I don't mind the rewrite, but I'm not surprised that some would be
inconvienced by it. (Though that is part of the reason for the Eggex syntax)

\----

On the other side I'll offer that I wrote a lexer for bash and all its
sublanguages without any nongreedy repetitions. It's dozens if not hundreds of
regexes.

[https://github.com/oilshell/oil/blob/master/frontend/lexer_d...](https://github.com/oilshell/oil/blob/master/frontend/lexer_def.py)

Though, regular languages are more like a building block for the lexer than
the lexer itself. As mentioned elsewhere, they're too limited to express the
entire lexer. They're too limited to express syntax highlighters (but so are
regexes! They also need some logic outside the model, e.g. for lexing shell
here docs)

\-----

So I pose the question of whether there's a more powerful abstraction that's
still linear time and constant space:

[http://www.oilshell.org/blog/2020/07/ideas-
questions.html#mo...](http://www.oilshell.org/blog/2020/07/ideas-
questions.html#more-powerful-linear-time-constant-space-languages)
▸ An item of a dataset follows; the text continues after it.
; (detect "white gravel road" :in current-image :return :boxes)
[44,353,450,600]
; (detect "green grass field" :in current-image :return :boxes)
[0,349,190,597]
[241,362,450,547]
Of course there is, but it's a matter of picking one that will address a lot
of use cases effectively.

I think re2c has grown something like

    
    
        .*?
    

for example. grep needs something like that too. Often you want to be able to
skip input in a linear fashion, without invoking the pattern matching logic at
all.

Regexes are OK if you know how to use them, but evidently most people have
lots of problems with them (the necessity of OP's demo being an example of
that.) I think there's something better out there built on top of regular
languages.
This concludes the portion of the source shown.